One event, held in a different region (East, South, Midwest) for each season, would be the happiest medium for players and fans, giving the players a better prize pool rather than split over two events, and fans would have an opportunity to still see them compete in LAN play.

The LAN schedule would be as follows:

Friday - Open Circuit tournament (64 teams, top four teams qualify for next stage), Minor League seeding tournament (preliminary seeds done by midseason rankings, with top four teams getting first round byes).

Saturday - Open Circuit/Minor League tournament (top four teams qualify for next stage), Pro League seeding tournament (preliminary seeds done by midseason rankings, with top four teams getting first round byes).

Sunday - Championship Sunday tournament

Open circuit points would be given out during the open circuit tournaments in order of seeding, and would be similar to that of the Legendary Cups.
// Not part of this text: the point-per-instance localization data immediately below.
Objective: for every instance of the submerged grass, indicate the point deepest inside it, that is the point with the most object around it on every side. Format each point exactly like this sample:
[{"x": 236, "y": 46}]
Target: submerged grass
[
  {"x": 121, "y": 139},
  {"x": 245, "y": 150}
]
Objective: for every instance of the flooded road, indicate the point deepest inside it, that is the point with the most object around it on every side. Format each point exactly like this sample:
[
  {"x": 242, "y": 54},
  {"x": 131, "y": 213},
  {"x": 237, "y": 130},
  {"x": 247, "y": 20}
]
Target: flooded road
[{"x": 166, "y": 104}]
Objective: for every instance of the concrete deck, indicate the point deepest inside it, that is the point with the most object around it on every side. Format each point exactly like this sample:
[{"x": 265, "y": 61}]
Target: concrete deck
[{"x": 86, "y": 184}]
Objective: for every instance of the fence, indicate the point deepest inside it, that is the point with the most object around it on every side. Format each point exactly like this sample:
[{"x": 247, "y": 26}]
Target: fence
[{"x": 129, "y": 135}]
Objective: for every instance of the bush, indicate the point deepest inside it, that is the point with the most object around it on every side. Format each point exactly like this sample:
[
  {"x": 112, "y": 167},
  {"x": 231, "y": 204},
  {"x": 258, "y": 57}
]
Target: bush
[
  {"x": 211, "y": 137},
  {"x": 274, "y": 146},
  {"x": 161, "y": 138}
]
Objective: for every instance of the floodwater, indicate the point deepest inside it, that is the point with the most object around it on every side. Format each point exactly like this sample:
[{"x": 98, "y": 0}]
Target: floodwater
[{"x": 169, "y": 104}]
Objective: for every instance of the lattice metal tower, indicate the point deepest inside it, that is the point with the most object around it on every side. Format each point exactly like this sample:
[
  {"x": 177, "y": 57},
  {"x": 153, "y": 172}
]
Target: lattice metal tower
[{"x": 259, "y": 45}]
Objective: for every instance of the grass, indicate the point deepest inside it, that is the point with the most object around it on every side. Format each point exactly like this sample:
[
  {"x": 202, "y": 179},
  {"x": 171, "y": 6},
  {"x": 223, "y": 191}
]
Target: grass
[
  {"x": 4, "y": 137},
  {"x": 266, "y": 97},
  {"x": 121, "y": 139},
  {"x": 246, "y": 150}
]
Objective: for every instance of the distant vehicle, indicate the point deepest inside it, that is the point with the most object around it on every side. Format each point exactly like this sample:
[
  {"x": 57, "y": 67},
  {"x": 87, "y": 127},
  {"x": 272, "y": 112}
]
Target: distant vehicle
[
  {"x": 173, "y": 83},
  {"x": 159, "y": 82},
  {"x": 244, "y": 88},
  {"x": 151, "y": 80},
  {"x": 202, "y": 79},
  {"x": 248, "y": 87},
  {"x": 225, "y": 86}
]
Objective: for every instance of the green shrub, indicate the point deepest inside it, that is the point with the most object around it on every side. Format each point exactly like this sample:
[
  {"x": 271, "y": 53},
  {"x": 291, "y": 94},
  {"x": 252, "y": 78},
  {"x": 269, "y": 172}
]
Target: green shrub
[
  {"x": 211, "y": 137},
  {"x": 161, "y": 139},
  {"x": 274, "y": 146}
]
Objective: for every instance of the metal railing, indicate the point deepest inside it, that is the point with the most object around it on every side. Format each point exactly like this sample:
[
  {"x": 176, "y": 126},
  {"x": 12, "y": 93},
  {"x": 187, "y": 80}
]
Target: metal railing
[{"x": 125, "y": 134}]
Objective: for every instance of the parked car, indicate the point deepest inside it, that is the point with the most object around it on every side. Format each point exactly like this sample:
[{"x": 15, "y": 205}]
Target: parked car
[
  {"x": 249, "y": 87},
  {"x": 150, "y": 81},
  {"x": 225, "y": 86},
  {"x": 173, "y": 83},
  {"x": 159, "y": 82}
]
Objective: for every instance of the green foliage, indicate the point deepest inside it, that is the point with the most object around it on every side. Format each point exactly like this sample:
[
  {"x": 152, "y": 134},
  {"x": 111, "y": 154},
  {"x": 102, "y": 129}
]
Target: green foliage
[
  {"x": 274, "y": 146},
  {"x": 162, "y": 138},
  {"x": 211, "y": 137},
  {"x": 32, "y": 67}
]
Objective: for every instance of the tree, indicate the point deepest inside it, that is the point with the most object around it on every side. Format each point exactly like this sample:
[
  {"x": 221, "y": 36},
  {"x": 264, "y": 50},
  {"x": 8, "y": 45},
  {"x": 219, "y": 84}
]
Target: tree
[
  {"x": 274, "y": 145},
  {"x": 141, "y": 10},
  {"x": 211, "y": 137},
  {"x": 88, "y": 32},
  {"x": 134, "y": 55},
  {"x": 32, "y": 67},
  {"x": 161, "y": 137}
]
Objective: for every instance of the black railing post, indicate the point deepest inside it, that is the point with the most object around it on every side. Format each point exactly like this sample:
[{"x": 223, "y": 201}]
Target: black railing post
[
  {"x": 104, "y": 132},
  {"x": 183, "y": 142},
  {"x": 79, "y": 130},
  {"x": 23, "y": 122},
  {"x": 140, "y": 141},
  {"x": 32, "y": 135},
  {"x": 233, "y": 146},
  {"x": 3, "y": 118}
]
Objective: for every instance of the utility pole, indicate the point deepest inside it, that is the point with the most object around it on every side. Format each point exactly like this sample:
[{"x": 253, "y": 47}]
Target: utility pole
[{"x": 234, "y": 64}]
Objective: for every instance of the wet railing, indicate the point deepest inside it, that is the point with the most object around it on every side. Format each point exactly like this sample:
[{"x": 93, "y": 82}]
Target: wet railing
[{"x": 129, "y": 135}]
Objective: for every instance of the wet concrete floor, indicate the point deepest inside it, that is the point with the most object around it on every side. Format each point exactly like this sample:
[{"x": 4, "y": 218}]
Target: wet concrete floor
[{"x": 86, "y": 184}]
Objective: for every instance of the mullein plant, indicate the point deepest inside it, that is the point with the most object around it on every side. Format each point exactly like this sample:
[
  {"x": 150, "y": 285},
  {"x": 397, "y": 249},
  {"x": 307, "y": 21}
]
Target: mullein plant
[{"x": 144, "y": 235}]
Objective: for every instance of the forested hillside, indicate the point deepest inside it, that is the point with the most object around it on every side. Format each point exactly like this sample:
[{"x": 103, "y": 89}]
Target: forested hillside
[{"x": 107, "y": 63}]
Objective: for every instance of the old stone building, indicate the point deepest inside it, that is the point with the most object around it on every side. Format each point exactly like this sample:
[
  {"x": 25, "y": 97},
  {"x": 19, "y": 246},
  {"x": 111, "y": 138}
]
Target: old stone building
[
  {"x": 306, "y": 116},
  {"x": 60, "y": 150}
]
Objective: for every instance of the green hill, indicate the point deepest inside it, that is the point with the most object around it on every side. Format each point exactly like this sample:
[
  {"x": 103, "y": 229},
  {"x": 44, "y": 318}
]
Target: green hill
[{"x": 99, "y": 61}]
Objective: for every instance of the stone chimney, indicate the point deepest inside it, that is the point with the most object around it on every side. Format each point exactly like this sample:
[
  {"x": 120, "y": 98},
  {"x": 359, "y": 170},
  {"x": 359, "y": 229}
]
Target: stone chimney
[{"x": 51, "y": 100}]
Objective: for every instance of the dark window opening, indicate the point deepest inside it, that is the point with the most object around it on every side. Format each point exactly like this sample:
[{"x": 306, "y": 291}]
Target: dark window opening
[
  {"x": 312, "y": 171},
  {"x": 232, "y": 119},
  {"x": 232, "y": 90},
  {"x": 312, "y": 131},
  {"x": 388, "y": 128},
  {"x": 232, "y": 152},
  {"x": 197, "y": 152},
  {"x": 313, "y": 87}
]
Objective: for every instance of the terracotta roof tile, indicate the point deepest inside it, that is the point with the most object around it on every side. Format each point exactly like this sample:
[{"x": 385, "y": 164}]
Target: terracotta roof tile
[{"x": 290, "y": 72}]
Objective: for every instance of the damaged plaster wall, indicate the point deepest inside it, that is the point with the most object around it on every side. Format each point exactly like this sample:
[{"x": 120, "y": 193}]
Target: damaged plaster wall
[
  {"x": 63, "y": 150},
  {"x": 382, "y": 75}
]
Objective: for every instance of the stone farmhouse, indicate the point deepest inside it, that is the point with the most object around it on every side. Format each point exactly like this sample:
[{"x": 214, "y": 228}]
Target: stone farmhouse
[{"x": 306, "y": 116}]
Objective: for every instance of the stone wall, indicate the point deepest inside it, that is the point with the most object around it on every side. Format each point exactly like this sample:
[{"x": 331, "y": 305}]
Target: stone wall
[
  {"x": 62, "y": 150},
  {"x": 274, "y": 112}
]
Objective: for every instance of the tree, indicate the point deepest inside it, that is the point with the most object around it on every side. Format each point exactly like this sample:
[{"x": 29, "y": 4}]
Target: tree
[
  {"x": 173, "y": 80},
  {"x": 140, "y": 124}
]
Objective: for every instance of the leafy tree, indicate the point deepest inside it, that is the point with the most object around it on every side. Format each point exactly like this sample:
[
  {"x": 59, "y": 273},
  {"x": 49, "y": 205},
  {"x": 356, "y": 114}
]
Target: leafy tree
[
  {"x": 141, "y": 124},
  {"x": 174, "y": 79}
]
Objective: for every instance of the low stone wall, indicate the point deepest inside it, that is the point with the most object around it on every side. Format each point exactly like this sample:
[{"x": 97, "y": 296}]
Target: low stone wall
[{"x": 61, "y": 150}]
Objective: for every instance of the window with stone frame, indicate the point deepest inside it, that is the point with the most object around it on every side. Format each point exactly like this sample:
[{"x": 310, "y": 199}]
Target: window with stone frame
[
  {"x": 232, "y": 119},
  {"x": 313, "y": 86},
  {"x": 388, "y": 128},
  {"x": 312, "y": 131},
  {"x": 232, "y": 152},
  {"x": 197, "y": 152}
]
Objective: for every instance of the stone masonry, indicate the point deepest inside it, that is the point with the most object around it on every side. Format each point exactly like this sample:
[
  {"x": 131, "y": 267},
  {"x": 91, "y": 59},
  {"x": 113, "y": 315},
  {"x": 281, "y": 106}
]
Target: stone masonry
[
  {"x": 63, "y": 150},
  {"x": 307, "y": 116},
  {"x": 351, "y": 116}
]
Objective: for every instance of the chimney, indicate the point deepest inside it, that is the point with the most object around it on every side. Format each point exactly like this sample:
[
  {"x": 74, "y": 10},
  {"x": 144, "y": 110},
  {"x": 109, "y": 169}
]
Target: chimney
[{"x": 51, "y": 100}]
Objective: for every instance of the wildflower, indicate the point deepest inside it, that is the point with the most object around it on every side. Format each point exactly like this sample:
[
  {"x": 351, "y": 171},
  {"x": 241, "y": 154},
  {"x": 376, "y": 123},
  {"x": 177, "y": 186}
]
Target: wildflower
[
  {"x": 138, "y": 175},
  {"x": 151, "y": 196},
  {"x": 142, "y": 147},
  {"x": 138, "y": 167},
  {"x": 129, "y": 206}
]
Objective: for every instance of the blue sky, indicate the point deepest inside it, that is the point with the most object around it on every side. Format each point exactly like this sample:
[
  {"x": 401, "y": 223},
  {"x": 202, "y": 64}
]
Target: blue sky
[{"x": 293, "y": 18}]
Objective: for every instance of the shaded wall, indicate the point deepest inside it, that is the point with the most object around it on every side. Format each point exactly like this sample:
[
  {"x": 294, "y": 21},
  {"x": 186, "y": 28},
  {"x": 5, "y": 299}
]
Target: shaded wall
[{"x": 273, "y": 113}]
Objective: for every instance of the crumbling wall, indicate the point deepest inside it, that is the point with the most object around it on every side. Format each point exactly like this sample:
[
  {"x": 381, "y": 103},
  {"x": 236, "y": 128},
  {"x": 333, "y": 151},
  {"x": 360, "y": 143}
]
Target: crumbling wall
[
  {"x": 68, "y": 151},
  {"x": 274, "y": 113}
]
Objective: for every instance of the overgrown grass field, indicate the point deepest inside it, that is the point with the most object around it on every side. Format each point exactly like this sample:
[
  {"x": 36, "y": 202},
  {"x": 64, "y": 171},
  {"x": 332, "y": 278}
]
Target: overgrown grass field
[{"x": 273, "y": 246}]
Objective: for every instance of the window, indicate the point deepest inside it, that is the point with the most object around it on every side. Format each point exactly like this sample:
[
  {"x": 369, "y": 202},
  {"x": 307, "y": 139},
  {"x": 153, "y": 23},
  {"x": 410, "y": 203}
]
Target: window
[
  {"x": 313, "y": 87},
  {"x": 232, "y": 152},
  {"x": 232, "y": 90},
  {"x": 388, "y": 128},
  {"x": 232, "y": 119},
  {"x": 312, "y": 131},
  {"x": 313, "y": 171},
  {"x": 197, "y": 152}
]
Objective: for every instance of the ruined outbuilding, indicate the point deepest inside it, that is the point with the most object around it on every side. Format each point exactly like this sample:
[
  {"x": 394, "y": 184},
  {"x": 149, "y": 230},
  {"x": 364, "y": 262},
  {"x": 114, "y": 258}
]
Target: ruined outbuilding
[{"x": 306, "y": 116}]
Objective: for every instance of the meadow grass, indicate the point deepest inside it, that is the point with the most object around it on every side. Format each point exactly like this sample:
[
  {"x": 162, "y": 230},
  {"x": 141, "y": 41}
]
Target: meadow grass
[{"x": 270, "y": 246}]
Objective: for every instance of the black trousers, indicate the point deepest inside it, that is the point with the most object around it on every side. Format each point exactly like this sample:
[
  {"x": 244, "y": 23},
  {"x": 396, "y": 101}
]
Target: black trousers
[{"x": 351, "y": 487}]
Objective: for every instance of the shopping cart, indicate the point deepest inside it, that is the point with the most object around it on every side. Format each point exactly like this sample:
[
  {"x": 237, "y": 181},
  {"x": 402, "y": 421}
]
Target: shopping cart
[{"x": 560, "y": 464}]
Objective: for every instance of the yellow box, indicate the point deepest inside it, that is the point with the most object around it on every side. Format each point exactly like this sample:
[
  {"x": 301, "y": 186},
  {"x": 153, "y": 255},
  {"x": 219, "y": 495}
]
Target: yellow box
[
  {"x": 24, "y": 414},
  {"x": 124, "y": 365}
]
Prize money would be distributed starting at the Saturday stage. The winner of this LAN would get an automatic spot in the World Championship.


Halo World Championship:

Without question, this should be where the year's competition ends and the largest cash prize should be given out, as it would bring together the best teams from around the world, regardless of region or tier.

If the midseason LANs are the FA Cup, this should be the World Cup of Halo. It should be held at the end of the year after all three seasons are played, and out West, where the headquarters for 343 and ESL are.

(For the sake of a perfect world, we'll treat every region, NA/EU/OC, as a three tiered, three LAN region)

Qualification would be done as follows:

  1. The winner of the pro league for each region in each season automatically qualify for the tournament itself (nine spots).
  2. The remaining seven spots will be determined via a round robin super league before the event, with the top seven teams qualifying. The teams will be comprised of the following:
    1. The winners of each open LAN event automatically qualify. If the winner is also a pro league champion, or won mulitple events, the spot would be given to the next placed team, continuing until there is a team not yet qualified for this tournament (nine spots).
    2. The final three spots will be a wild card via a last-chance tournament in each region. There will be 32 seeds in this tournament, with priority for seeding going to any team who was in the pro league during any season for that year, then the same for the minor league, then open circuit teams by open circuit points earned across all seasons (three spots).

For the event itself, it would be a two stage event. Stage one will be group play, with the last team in each group kicked out, and the third place teams automatically dropping to the losers bracket of the stage two tournament. Stage two would be a double-elimination event.

Technically, this would be a four week event in California, with the first two weeks being the round robin super league.


Scheduling:

In terms of scheduling, there should be three seasons of play (33 weeks), along with three weeks blocked out for open LAN events (making it 36 weeks), two weeks for playoffs for each season (42 weeks), a two week break between each season (48 weeks), a two week break/qualification period for the Halo World Championship (50 weeks) and two weeks for the Halo World Championship (52 weeks).

For each tier, Tiers 1 and 2 would have two weeks for open transfers. Weeks one through six would have the regular season, with the one transfer rule in effect and the deadline being at the beginning of week six. Week seven would be the open LAN for that season, while weeks eight through 12 would be the last weeks of the regular season. Weeks 13 and 14 would be for the championship and promotion/relegation tournaments.

Meanwhile for the open circuit, two weeks would still be set for open transfer, and weeks one through six would be for six cup tournaments. Week seven would see open sides going to the LAN event, while weeks eight and nine will be the final two cups for that season.

This leaves weeks 10 through 12 as the last chance qualifier and promotion qualifier tournament weeks. Week 13 and 14 would then be for the promotion/relegation tournament.


How do you think Halo competitive should be structured for the future? Or if you like this method, what could make it better?